Le biotecnologie producono prodotti chimici, quindi la chimica è alla base. PET: polietilentereftalato. Danone, Nestlè ecc si sono unite con l’obiettivo di ottenere il PET ottenendo come fonte rinnovabile la canna da zucchero→natural bottle. Il PET è un polimero costituito da 2 monomeri, derivante dalla polimerizzazione di:

  • Acido tereftalico deriva da petrolio
  • Monoetilenglicole (MEG)

Se il MEG è prodotto da fonti rinnovabili, viene indicato come bioMEG. Questi 2 monomeri vengono legati tra di loro attraverso legami esterei, che derivano dalla condensazione dei gruppi ossidrili con quelli carbossilici. I poliesteri sono polimeri molto usati e spesso sono ottenuti anche con mezzi biocatalitici (“vede”) attraverso enzimi, quali biocatalizzatori. Il MEG deriva da etilene per via sintetica, che è una piccola molecola organica gassosa, a sua volta l’etilene può essere prodotto dall’etanolo. Da dove otteniamo l’etanolo? Per fermentazione o da fonti fossili.

Quindi MEG può provenire da: fonti rinnovabili, cellulosa o canna da zucchero.

[Affinché i prodotti della ricerca arrivino sul mercato, e con costi competitivi, ci vogliono anni di ricerca]

[Bio-based: prodotti provenienti da fonti rinnovabili]

La Bio-on produce bioplastiche, naturali e biodegradabili (→giochi dei bambini→lego). Anche la Novamont si occupa di produzione di polimeri, uno è quello biodegradabile per i sacchetti per l’umido. Nelle aziende biotech, il 25% dei lavoratori si dedica a R&D, anche se la media nazionale è nettamente più bassa→le aziende biotech investono molto nella R&D. La Lombardia è il territorio in cui si ha la massima concentrazione di aziende biotech in Italia→contributo del 32% sul totale del paese.

Applicazioni biotech

  • Red: ambito sanitario (maggior parte)
  • White: ambito industriale, più chimiche
  • Green

Il settore industriale si è espanso del 4% degli ultimi 2 anni. In ambito biotech industriale il 38% di industrie esportano, rispetto al 28% dell’abito manifatturiero. Il fatturato delle biotech ha un peso di circa 8% sull’economia. Molti beni di consumo sono prodotti nell’industria chimica, e che poco tempo fa derivavano solo da petrolio. Sono molecole organiche ma tuttavia negli ultimi anni si cerca di ottenerli tramite biosistemi.

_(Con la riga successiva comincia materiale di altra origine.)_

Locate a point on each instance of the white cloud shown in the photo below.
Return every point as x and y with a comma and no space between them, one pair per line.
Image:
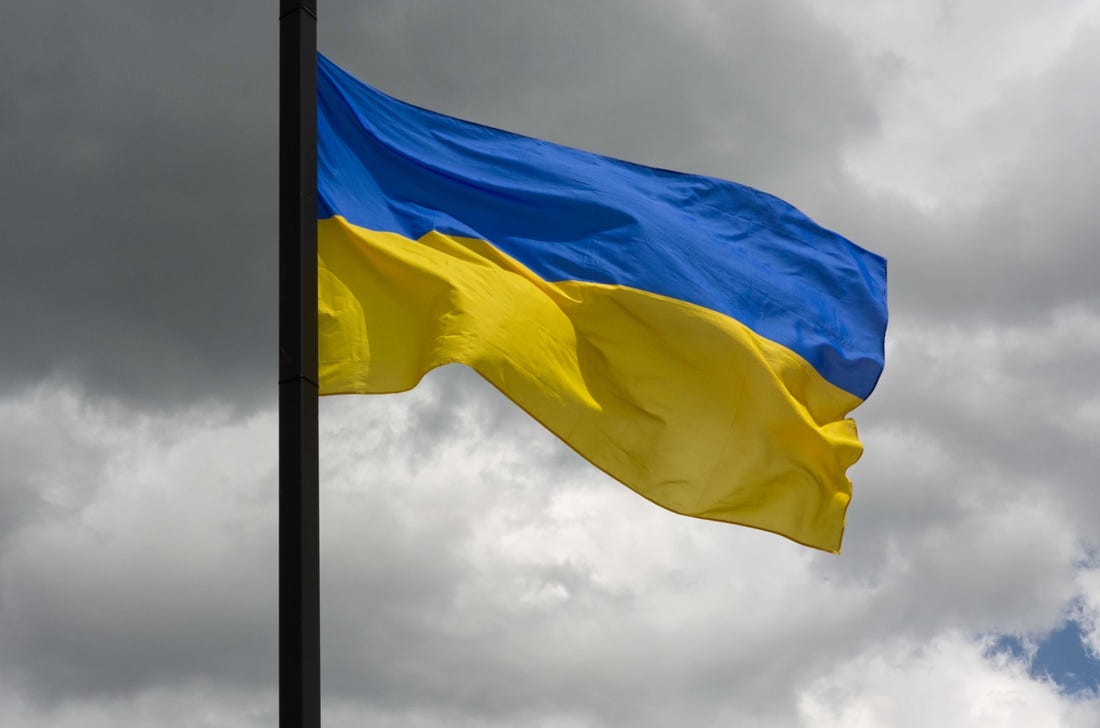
947,682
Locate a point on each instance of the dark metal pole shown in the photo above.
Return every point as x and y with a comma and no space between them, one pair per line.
299,652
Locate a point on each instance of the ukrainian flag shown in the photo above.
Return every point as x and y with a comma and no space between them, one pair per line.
697,340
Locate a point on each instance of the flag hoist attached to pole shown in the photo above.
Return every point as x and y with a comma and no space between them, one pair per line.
697,340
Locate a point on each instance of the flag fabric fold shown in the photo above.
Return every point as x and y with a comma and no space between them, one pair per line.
700,341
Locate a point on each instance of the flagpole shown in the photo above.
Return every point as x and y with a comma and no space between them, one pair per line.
299,671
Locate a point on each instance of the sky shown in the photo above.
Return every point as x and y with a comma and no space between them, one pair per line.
475,572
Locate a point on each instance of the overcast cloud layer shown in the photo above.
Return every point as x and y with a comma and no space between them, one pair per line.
476,573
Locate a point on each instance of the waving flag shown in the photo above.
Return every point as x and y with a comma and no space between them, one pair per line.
697,340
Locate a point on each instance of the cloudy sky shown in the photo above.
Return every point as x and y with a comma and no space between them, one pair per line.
476,573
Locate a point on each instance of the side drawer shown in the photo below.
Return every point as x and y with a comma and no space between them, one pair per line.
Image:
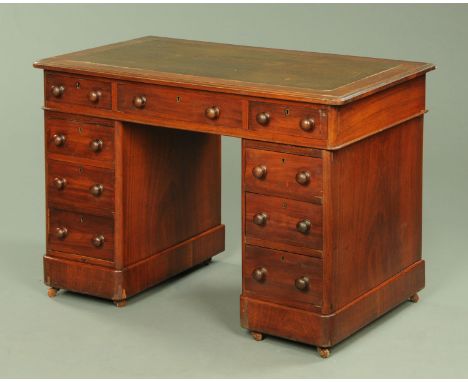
174,105
281,220
293,176
282,277
82,188
81,234
77,90
305,121
82,138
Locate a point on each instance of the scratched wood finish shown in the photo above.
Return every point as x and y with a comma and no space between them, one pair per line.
172,188
76,90
306,76
281,170
76,194
82,228
282,218
79,132
286,119
383,206
282,270
180,105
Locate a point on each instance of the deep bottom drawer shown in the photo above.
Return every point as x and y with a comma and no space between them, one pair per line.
81,234
282,277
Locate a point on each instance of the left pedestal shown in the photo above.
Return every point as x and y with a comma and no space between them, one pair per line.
128,205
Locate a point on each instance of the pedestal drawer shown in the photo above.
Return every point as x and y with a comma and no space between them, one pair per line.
80,137
293,176
78,187
282,277
275,219
81,234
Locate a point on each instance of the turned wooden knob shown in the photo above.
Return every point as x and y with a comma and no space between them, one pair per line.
96,145
263,118
96,190
212,112
303,226
98,241
139,102
259,171
57,91
94,96
260,219
307,124
302,283
303,177
61,232
60,183
259,274
59,139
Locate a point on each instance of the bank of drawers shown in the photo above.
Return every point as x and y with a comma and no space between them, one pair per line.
283,226
80,185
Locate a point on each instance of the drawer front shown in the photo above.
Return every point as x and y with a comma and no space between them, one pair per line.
82,188
81,234
276,219
77,90
178,105
80,138
296,120
294,176
282,277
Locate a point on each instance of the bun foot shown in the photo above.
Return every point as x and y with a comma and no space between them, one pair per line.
207,262
120,303
257,336
324,352
52,292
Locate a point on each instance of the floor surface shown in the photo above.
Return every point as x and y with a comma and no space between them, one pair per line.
189,327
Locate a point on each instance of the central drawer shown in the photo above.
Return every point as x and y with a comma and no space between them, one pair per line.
172,105
287,221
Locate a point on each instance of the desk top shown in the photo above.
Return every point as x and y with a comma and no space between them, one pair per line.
294,75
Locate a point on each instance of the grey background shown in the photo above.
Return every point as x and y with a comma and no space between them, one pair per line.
189,327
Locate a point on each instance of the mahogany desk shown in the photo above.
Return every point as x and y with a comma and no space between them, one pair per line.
332,165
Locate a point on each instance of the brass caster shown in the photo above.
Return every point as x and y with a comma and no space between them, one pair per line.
207,262
324,352
257,336
52,292
120,303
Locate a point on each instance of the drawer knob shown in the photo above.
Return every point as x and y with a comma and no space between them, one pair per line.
263,118
97,189
303,226
303,177
307,124
59,139
94,96
98,241
302,283
61,232
259,172
139,102
212,112
57,91
96,145
259,274
60,183
260,219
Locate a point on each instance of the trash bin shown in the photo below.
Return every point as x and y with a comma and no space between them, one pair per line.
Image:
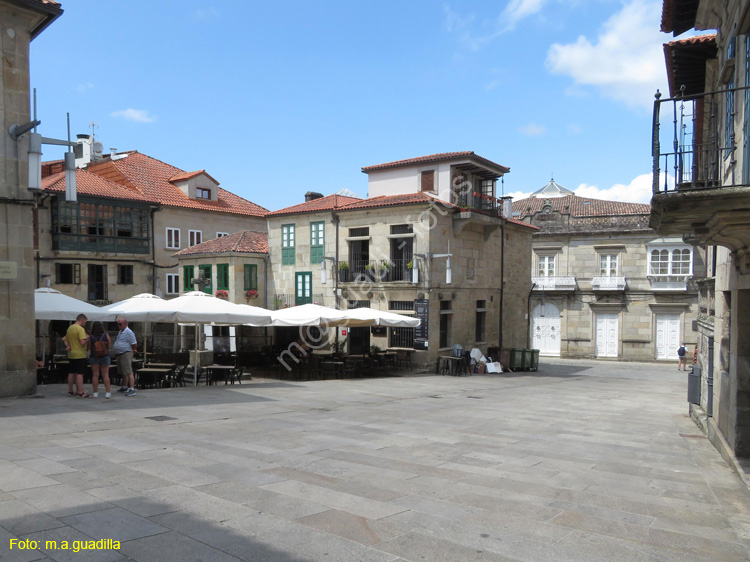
534,363
694,385
516,359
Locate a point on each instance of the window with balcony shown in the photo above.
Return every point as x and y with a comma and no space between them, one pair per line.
288,244
173,283
317,241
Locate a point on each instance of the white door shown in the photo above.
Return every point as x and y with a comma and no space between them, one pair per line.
667,336
607,336
545,328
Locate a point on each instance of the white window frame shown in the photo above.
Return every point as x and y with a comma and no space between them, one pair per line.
173,238
173,283
605,264
195,237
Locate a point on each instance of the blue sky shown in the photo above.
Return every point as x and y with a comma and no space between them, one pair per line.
275,99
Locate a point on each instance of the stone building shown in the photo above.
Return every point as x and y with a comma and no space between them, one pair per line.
604,284
702,192
431,238
20,22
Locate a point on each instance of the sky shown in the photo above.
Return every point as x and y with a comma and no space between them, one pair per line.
277,99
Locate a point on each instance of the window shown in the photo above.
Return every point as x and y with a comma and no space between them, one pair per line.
90,226
124,274
608,265
173,283
251,277
481,321
671,261
446,316
173,238
546,266
287,244
205,271
303,288
68,273
188,274
317,241
195,237
222,276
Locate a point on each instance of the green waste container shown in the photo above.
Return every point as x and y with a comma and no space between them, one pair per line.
534,363
516,359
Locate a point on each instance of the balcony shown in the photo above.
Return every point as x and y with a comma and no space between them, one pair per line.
669,283
605,283
699,188
554,283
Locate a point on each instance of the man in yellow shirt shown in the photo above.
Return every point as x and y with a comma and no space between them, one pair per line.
76,343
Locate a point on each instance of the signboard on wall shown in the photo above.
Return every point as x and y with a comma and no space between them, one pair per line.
421,311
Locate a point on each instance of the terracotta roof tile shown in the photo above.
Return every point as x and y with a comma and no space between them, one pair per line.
327,203
436,158
92,185
244,241
580,206
151,177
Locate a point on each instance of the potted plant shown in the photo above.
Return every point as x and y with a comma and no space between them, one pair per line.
343,271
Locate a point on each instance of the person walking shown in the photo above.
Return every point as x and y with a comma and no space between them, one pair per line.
124,347
682,355
99,360
76,341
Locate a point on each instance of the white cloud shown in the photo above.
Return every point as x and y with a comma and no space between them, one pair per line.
626,62
137,115
637,191
532,130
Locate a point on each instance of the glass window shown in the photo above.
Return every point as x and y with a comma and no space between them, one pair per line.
317,241
287,244
251,277
222,276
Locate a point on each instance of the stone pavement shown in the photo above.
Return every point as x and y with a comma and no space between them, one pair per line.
581,461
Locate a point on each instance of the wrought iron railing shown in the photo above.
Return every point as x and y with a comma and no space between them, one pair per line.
694,140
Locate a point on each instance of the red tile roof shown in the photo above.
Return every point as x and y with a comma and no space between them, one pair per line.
93,185
151,177
327,203
436,158
580,206
244,241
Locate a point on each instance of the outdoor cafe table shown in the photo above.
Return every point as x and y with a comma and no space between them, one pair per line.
151,375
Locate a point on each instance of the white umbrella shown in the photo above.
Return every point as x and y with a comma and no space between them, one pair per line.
50,304
144,308
307,315
371,317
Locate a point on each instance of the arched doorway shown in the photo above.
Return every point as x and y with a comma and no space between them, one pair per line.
545,329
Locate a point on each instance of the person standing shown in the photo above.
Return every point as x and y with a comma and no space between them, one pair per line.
99,360
76,341
682,355
124,347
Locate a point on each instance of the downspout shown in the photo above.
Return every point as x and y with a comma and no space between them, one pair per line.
528,317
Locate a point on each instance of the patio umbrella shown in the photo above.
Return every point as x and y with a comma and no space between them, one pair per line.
50,304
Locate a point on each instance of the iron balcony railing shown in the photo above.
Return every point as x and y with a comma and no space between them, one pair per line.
695,140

E consegue che è necessaria un’approfondita conoscenza chimica. Per via biotecnologica si ha produzione di:

  • Piccole molecole
  • Anticorpi
  • Peptidi (usati come farmaci, integratori alimentari…)
  • Proteine ricombinanti (importante per processi che utilizzano biocatalizzatori)
  • Terapia cellulare
  • Vaccini
  • Terapia genica

Chimica organica e le biotrasformazioni

Le biotrasformazioni esistono da quando esiste l’uomo, ma con un grosso problema di comunicazione con la società. L’uomo ha iniziato a usare i sistemi biologici per ottenere prodotti nel 5000 A.C., l’uomo si è accorto che prodotti fermentati (es: birra, vino, aceto…) portava a bevande che erano più salutari e sicure dell’acqua che c’era all’epoca (non c’erano sistemi di potabilizzazione). Si hanno migliaia di anni di sperimentazione e affinamento delle tecniche arrivando ad avanzamenti nelle biotecnologie con basi scientifiche: si studiano sistemi biologici. Il primo processo industriale evoluto e studiato è quello di acido acetico derivante da etanolo.

Importante il traguardo del 1934 in cui si ottiene per la prima volta una ossidazione regio-selettiva di un derivato zuccherino (derivato del sorbitolo) a sorbosio per la sintesi chimica in laboratorio della vitamina C: importante cofattore nelle reazione di ossidoriduzione nell’uomo, una di queste è la ossidazione della prolina a idrossiprolina, fondamentale nella struttura primaria del collagene; carenze di vitamina C sono gravi perché non interviene nelle reazioni di ossidoriduzione, causando patologie tra cui lo scorbuto (se non si hanno nutrienti adeguati nel giro di 7/10 giorni si hanno problemi alle articolazioni e in massimo 15gg si arriva alla morte). La scoperta della struttura della vitamina C e la sua relazione allo scorbuto è stata scoperta nel sud Italia (presenza di limoni e arance, quindi agrumi) e si notò che lì i marinai non morivano di scorbuto→assunzione di vitamina C. dato che la vitamina C non può essere sintetizzata dall’uomo è importante ottenerla come integratore, la sua sintesi è stata possibile sono con l’utilizzo di un enzima isolato il quale ha permesso di realizzare un passaggio impossibile da ottenere chimicamente.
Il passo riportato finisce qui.